Florian Künstler ist ein ganz besonderer Mensch. Das kann man mit Fug und Recht behaupten. Sein Song „Kleiner Finger Schwur“ kam quasi aus dem nichts und hat ihn in der Szene deutschsprachiger Songpoeten weit nach oben katapultiert. Im März habe ich ihn als Support von Max Giesinger in Saarbrücken gesehen und war schon schwer beeindruckt. Gestern feierte er den Release seines Debütalbums auf dem Reeperbahn Festival. In kürzester Zeit konnte er das Publikum auf dem Heiligengeistfeld in seinen Bann ziehen.
Es war kein Zufall, dass er ausgerechnet dort auftrat, denn Florian unterstützt die „Homeless Gallery“, die dort zu sehen ist. Dabei handelt es sich um eine Ausstellung KI-generierter Bilder, die nach den Ideen obdachloser Menschen entstanden sind. Sehr beeindruckend – und alle Erlöse aus Katalogen, Postkarten und der Versteigerung der Bilder gehen an die Obdachlosenhilfe von „Hinz&Kunzt“. Wenn man Künstlers Lebensweg anschaut, ist das verständlich. Er hatte drogenabhängige Eltern, wurde zum Pflegekind, war zeitweise selbst obdachlos und lernte soziale Berufe, um anderen Menschen zu helfen.

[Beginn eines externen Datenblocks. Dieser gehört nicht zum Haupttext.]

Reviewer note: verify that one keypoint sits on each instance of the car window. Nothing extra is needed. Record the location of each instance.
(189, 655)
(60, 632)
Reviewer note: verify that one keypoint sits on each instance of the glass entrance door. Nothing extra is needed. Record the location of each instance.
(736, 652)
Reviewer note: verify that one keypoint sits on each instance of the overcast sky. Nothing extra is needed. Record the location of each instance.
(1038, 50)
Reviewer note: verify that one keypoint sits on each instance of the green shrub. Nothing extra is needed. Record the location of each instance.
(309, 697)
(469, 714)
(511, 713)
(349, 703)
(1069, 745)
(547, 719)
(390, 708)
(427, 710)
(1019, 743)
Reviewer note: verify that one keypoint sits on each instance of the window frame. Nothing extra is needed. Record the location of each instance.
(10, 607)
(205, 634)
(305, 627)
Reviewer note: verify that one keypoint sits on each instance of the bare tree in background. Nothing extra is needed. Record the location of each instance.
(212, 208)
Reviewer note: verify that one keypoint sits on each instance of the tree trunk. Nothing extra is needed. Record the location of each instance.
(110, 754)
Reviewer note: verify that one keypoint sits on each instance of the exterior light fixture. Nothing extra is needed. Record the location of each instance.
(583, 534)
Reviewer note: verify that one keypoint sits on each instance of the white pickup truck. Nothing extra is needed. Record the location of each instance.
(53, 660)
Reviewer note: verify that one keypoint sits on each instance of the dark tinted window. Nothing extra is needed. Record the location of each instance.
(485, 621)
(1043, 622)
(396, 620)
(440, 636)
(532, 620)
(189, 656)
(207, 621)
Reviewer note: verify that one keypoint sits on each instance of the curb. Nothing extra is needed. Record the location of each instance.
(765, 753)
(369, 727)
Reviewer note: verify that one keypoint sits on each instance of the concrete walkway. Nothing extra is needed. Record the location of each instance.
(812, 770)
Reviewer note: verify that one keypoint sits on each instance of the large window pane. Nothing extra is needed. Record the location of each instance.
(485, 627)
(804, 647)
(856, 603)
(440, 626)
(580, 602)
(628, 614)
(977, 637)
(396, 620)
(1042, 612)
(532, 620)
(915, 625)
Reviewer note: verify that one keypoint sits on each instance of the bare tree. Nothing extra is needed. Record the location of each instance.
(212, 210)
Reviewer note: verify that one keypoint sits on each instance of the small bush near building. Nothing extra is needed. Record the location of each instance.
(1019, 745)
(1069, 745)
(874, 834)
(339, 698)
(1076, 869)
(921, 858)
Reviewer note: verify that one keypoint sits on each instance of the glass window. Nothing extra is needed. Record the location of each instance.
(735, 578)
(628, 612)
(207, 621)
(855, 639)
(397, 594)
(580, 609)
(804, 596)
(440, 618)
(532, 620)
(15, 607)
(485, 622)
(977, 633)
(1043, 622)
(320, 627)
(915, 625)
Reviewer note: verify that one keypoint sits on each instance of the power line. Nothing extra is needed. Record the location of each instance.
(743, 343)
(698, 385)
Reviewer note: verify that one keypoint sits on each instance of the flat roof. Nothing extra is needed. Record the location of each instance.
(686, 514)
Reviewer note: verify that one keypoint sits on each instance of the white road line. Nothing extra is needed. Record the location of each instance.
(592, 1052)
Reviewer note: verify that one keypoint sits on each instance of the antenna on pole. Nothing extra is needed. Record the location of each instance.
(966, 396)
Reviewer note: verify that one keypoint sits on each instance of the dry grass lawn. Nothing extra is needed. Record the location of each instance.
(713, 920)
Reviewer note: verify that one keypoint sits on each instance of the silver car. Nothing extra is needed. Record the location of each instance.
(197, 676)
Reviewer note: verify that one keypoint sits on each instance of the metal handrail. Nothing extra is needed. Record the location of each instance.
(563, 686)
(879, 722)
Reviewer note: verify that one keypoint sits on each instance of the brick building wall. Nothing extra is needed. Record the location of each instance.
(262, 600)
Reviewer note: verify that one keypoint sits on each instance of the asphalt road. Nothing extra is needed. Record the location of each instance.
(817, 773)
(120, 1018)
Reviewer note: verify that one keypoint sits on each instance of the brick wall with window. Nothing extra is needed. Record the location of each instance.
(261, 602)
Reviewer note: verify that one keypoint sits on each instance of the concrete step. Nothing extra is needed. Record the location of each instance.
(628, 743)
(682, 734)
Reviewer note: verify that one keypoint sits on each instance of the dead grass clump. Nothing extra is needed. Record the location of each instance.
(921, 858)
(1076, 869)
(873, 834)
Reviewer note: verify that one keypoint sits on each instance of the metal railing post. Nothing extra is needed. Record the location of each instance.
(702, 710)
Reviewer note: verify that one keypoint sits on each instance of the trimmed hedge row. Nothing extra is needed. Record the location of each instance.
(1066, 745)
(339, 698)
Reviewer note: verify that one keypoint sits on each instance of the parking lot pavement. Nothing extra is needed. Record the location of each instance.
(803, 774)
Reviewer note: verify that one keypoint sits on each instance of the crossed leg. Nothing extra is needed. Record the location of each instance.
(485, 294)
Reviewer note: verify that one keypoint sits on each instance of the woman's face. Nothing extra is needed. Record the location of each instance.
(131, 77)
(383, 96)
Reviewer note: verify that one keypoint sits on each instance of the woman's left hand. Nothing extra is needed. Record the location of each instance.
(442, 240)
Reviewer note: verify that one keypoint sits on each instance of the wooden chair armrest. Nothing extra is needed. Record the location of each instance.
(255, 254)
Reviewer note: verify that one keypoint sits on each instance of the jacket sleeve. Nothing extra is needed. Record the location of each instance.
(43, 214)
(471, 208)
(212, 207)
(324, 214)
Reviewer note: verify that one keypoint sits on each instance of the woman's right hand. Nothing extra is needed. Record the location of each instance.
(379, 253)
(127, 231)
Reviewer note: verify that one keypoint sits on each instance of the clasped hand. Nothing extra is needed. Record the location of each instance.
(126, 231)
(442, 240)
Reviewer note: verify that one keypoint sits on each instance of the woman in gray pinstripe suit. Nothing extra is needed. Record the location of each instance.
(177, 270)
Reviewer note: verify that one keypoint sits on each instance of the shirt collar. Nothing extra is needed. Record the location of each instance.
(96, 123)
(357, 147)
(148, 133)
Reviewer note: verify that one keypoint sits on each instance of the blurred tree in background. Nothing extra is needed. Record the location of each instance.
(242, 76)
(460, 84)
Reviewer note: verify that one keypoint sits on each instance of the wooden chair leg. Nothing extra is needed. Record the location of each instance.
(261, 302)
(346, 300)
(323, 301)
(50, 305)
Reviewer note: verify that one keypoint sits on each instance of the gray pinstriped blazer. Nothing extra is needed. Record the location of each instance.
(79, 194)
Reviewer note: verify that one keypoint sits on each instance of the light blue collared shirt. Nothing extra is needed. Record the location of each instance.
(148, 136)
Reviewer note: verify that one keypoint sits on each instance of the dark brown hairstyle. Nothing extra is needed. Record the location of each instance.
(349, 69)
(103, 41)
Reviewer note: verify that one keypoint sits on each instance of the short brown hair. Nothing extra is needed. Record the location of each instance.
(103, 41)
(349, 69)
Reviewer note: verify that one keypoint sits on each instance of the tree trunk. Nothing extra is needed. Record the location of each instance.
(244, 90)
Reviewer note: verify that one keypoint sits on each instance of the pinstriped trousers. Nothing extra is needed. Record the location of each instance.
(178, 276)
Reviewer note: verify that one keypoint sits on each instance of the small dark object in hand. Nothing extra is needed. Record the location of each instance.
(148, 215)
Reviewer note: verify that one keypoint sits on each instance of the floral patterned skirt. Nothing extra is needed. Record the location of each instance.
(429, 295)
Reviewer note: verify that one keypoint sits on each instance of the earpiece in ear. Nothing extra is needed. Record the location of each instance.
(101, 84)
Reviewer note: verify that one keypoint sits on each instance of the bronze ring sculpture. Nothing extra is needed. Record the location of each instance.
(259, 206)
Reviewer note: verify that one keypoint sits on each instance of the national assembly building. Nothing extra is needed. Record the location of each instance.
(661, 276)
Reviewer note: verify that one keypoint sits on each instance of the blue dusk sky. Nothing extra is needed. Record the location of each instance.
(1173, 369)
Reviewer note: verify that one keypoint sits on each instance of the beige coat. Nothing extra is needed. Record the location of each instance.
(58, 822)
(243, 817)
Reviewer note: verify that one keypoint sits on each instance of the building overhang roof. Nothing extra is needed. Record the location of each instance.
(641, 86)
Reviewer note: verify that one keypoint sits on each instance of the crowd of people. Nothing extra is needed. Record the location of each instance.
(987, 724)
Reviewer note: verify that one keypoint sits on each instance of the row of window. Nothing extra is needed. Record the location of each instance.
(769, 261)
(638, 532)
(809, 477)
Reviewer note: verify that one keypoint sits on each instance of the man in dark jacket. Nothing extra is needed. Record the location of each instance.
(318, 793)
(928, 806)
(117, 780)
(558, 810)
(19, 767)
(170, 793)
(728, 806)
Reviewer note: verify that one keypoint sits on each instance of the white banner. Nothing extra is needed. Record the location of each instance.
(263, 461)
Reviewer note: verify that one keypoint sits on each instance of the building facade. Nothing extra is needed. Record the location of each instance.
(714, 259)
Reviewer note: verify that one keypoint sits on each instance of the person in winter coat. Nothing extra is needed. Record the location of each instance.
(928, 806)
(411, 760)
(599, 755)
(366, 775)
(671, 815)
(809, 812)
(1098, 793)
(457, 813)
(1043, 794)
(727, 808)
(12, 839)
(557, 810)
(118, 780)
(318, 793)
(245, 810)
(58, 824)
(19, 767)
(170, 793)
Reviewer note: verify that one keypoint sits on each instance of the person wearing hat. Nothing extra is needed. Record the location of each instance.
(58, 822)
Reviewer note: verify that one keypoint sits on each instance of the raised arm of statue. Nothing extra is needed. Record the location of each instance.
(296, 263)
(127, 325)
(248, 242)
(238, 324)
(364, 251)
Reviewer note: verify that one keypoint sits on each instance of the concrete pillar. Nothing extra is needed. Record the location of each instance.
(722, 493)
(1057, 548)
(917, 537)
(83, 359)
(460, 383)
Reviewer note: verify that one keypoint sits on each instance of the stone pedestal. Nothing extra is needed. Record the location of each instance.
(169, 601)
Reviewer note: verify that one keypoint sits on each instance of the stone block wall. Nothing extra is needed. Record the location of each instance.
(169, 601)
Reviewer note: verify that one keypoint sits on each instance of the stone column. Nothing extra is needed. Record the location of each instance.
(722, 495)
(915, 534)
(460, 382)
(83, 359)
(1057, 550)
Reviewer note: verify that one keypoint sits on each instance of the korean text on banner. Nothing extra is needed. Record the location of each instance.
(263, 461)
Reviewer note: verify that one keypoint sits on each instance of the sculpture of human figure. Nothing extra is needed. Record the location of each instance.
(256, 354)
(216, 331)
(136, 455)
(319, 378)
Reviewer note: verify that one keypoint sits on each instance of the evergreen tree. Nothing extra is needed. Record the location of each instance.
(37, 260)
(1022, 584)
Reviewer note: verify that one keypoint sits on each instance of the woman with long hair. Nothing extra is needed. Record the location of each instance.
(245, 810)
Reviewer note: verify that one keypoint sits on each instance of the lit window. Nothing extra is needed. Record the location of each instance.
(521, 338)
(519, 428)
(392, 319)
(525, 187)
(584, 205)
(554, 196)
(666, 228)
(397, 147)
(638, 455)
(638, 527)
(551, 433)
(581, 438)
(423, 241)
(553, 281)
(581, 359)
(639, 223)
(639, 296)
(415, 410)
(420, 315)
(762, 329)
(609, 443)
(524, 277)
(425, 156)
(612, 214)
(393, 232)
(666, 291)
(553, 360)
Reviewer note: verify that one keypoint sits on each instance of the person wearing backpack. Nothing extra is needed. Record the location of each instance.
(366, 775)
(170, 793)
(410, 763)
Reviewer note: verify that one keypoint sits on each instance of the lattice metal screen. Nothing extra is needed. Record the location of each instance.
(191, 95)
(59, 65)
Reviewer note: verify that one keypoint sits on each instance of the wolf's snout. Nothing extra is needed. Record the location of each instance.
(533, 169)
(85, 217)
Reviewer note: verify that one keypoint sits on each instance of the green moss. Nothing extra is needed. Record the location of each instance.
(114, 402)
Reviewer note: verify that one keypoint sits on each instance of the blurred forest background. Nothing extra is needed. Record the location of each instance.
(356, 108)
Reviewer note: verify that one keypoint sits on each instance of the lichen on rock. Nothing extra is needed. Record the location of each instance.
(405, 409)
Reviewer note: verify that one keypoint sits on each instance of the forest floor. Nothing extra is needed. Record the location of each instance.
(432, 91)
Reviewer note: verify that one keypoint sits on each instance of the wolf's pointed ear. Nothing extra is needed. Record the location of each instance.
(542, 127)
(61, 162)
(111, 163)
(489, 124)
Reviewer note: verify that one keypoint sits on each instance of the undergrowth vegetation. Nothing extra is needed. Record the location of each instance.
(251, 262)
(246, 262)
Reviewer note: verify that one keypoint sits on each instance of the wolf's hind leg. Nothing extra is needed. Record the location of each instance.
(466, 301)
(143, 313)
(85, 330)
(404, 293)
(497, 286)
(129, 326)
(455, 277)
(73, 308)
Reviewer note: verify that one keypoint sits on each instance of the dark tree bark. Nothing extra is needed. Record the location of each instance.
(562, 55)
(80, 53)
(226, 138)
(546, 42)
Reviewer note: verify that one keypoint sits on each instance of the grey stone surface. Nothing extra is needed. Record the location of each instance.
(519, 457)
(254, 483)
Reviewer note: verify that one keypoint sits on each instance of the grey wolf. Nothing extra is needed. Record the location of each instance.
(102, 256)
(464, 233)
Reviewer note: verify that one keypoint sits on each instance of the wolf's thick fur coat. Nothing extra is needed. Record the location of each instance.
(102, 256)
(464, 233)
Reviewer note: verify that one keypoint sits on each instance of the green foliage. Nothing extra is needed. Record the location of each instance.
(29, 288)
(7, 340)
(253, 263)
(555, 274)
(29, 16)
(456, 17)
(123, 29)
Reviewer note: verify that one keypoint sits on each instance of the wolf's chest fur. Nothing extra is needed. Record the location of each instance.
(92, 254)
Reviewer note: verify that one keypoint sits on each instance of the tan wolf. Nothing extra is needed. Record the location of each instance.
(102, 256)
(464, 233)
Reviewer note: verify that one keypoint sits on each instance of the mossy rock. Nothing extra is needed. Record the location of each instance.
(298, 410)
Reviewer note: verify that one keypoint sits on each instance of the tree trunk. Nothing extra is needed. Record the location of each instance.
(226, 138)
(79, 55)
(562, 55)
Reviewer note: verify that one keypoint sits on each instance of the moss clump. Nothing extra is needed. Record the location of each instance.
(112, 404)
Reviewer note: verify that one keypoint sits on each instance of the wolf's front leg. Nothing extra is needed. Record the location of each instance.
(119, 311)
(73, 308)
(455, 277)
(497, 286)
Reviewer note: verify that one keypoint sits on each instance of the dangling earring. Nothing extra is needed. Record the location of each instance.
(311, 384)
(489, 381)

Beim Konzert zeigte sich der Mittdreißiger mal wieder als durch und durch sympathischer und bodenständiger Typ, der immer im Kontakt zum Publikum bleibt. Florian ist ein Mann der ruhigen, sentimentalen Worte. Und er hat zu jedem Stück eine Geschichte zu erzählen. Von seinem Leben als Pflegekind und der Liebe zu den Ersatz-Großeltern. Der Trauer um einen geliebten Menschen, die er in „Tausend Raketen“ besingt. Die Textzeile „Wenn du jetzt glücklich bist“ wurde zum krassen Moment, denn die Zuschauer*innen schleuderten ihm diese entgegen und man konnte ihm das Glück ansehen. Auch schwierige Themen verschwieg er nicht und thematisierte in „Vergiss die guten Tage nicht“ eine zeitweilige Depression.
So lebendig und lebensbejahend wie die Konzerte ist auch sein Debütalbum. Darauf findet man Florian Künstler in kompakter Form mit all seinen Facetten. Natürlich ist die Hitsingle „Kleiner Finger Schwur“ vertreten, aber sie geht fast unter in der Zusammenstellung fantastischer Songs. Die Tracklist klingt wie ein Lebensratgeber – doch ohne zu bevormunden. Albumtitel und Song „Gegengewicht“ sind eine Liebeserklärung mit lustigem Hintergrund, spielt doch ein verwahrlostes Berliner Hotel eine tragende Rolle.
Es ist fast egal, ob man Florians wundervolle Songs mit akustischer Gitarre oder – wie hier – in starken Bandarrangements hört. Die Melodien und Texte funktionieren immer. Und der poetische Deutschpop klingt in jeder Beziehung großartig. Die Pianoballade „Lächeln“ singt er im Duett mit Cassandra Steen. In Songs wie „Glück kann man nicht kaufen“ und „Schwarzer Anzug“ findet er perfekte Worte für schöne und schwierige Momente. Es gibt Stücke mit Tanzbeats oder dezente Streicher, aber meist ist die Ausrichtung akustisch.
Mein Lieblingsstück „Tausende mehr“ brachte gestern als ungeplante Zugabe eine ganze Festivalmenge zum Singen. Verbundenheit spüren, wenn es einem nicht so gut geht – das ist das Mantra. Und Florian Künstler gelingt es wie kaum einem anderen, solche Themen ohne Plattitüden und Banalitäten an den Menschen zu bringen. Dabei singt er mit rauer und authentischer Stimme wie der Typ von nebenan, manchmal knapp an der Grenze zum Schlager, ohne diese aber zu überschreiten. Von mir die Höchstwertung!